The New York Knicks seem to be heavily invested in trying to acquire star guard Donovan Mitchell this summer and, according to reports, they feel confident in their ability to offer up the best package for him.
That said, due to Utah’s rather lofty trade demands Leon Rose and company have been reported as being “turned off” by the ball club’s asking price, which could result in the possibility of the Knickerbockers looking into other possible moves to better bolster their roster.
Though New York’s sights are obviously set on Mitchell, in an August 25 article The Athletic’s Fred Katz discussed numerous alternative trade targets the franchise could, in theory, consider pursuing.
Of the names mentioned, perhaps the most high-profile player is Portland Trail Blazers combo forward Jerami Grant, who, in Katz’s eyes, could be viewed as a “short-term-rental.”
“Going down the speculative short-term-rental wormhole again, if the Blazers fall below the Play-In Tournament, maybe they feel pressure to get something back for Jerami Grant, whom they just acquired for a late first-round pick this summer.”
Katz did note that he does not believe there to be “an intuitive next-in-line player” should the Knicks fail to trade for Mitchell, though stated that should their efforts to land the star guard fail a “purely speculative” possible pivot would be for the team to pursue players on expiring deals.
Grant’s current contract will come to an end come the conclusion of the 2022-23 season, where he will then become an unrestricted free agent.
Grant Has Been Linked to Knicks Before
Jerami Grant has managed to bump his league status up quite considerably over the last few years, going from being considered a solid role player with the Philadelphia 76ers (2014-2016), OKC Thunder (2016-2019), and Denver Nuggets (2019-2020) to a borderline All-Star with the Detroit Pistons (2020-2022).
Since putting pen to paper on his current three-year, $60 million deal the forward has become quite a force to be reckoned with, posting impressive per-game averages of 20.9 points, 4.4 rebounds, 2.6 assists, and 1.1 blocks on 35% shooting from distance.
The Pistons, opting to embark on a full-fledged rebuild, traded Grant to the Trail Blazers on July 6 in a package deal that landed them a top-four protected 2025 first-round pick (via Milwaukee), the draft rights to Gabriele Procida, and two future second round picks.
For Portland, this move seems to be a last-ditch effort to convince centerpiece Damian Lillard that they can properly build a competitive rotation around him, as they’re coming off of a playoff-less 27-55 campaign and have advanced past the first round just once over the last six seasons.
However, as Katz insinuated, should they struggle this year and fall short of their goals of being a top-eight seed in the Western Conference standings, they could be inclined to flip Grant via trade in an effort to nab something in return before possibly losing him for nothing come the offseason.
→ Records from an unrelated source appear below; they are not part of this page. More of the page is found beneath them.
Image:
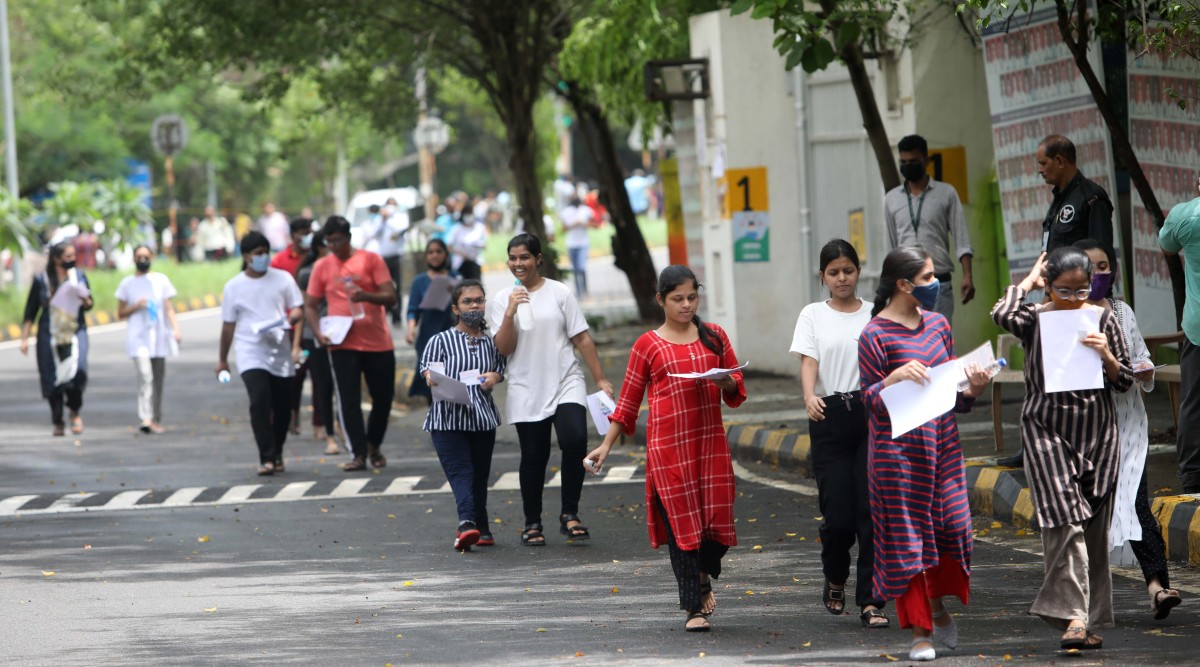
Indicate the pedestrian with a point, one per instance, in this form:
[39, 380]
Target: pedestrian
[426, 314]
[689, 474]
[925, 212]
[918, 490]
[546, 388]
[1181, 234]
[310, 359]
[1133, 522]
[61, 334]
[826, 343]
[355, 283]
[1072, 443]
[151, 335]
[465, 434]
[258, 307]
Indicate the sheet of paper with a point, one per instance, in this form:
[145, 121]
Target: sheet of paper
[1067, 365]
[449, 389]
[600, 407]
[911, 404]
[336, 328]
[711, 374]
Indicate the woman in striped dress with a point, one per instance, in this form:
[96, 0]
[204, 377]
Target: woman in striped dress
[919, 510]
[1071, 451]
[465, 436]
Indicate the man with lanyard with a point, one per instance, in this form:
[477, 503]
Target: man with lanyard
[924, 212]
[1080, 208]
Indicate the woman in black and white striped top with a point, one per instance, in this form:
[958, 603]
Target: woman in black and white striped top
[465, 436]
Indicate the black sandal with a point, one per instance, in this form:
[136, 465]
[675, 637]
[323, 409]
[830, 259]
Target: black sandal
[579, 532]
[533, 536]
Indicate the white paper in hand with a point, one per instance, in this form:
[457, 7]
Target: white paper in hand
[600, 407]
[1067, 364]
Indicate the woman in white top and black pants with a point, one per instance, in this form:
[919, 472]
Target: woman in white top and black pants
[826, 342]
[546, 388]
[465, 436]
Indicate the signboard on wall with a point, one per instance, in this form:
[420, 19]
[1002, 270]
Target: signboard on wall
[1035, 90]
[1167, 140]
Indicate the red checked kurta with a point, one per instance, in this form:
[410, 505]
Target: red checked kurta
[687, 455]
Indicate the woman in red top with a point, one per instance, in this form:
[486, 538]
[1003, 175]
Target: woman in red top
[689, 486]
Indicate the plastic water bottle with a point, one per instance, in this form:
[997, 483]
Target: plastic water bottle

This, of course, is where he believes the Knicks could come into play, as they’ve shown interest in acquiring him in the past.
At around the mid-way point of the 2021-22 season, in a January 10 article penned by the Athletic’s Shams Charania New York was one of several organizations who were reported to have pursued the then Pistons star in an in-season trade.
Of course, nothing came out of their efforts as Grant finished off the campaign still in Detroit
Knicks Urged to Pursue OKC Guard
Outside of Jerami Grant, the Knicks have been attached to several other players across the league who could, in theory, serve as alternative options to Mitchell.
One, in specific, is actually a former teammate of the forward’s in Shai Gilgeous-Alexander who the folks at the “It’s a Hard Knicks Life” podcast suggested the franchise should consider sending an offer in Oklahoma City’s direction for.
Last season, the fourth-year rising-star combo guard took part in a career-best campaign where he posted stellar averages of 24.5 points, 5.9 assists, 5.0 rebounds, 1.3 steals, and just shy of a block per game.